Shelley's incorporation of Romantic literature in Frankenstein has been influenced by not only her husband but Wordsworth and Coleridge who have shaped the ideas and thoughts of her literature as illustrated in their Preface--"The poet considers man and nature as essentially adapted to each other, and the mind of man as naturally a mirror of the fairest and most interesting properties of nature." Thus Shelley's admiration of nature can be characterized through her continuous usage of the sublime and supernatural forces that steer her character's emotions and thoughts.
Throughout the Romantic period, Shelley and Wordsworth both used nature as an alleviating element that rejuvenates the spirits and as a restorative factor which alleviates pains or wounds. For Wordsworth, he reminisces about Tintern Abbey after he hasn't visited for several years. His recollection is filled with beautiful imagery concerning the landscape, the cliffs, the forests. Now, however, after residing in the city, he realizes how Tintern Abbey has influenced him into his adulthood and later years even as he moves away from further and further, he still holds pieces of Tintern Abbey in his heart.
During Frankenstein, a similar reverence for nature is found as Shelley uses nature to contrast with Victor and the Creation's emotions and pains after experiencing something tragic such as a death. In the context of this quote, Shelley extracts lines 77 through 84 of Wordsworth's poem, Tintern Abbey, in order to illustrate nature's role in Frankenstein as it influences both Victor and the Creation. This quote is a lamentation by Victor, expressing his grief following his best friend, Henry Cleval yet the quote serves a double purpose as it represents not only Victor's anguish but also that of his Creation.
Although Shelley doesn't focus on the actual abbey which Wordsworth describes, she invokes the imagery of nature and alludes to a higher reference of God as she capitalizes on the relationship between man and nature, man and God, that both Victor and his Creation face. In the context of the quote, Victor is referring to Cleval because of his love for nature, while referencing himself likewise for the guilt and sorrow that he feels for destroying it.
Moreover, the tone of the quote from Tintern Abbey depicts an ominous portrayal of nature even as it is glorified. Despite the fact that the tall, threatening natural objects Shelley uses to heighten tension, she also uses these natural elements to forebode the soon upcoming death of Cleval through Victor's perspective.

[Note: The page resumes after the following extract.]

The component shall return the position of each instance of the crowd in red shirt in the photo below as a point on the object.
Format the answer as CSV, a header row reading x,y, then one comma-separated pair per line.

Despite the common theme of nature between Shelley and Wordsworth, isolation is yet again symbolized through the hermit figure that Wordsworth writes, "Or of some hermit's cave, where by his fire/ The hermit sits alone." Through this quote, one is reminded of Shelley's description of the Creation and his lonely, wandering lifestyle as well as his first encounter with fire. Representing the hermit figure in Tintern Abbey, the Creation who experiences fire during his creation also stays secluded, eschewed from the rest of society until his death--again, he is completely alone and he decides to die by incarcerating himself in flames.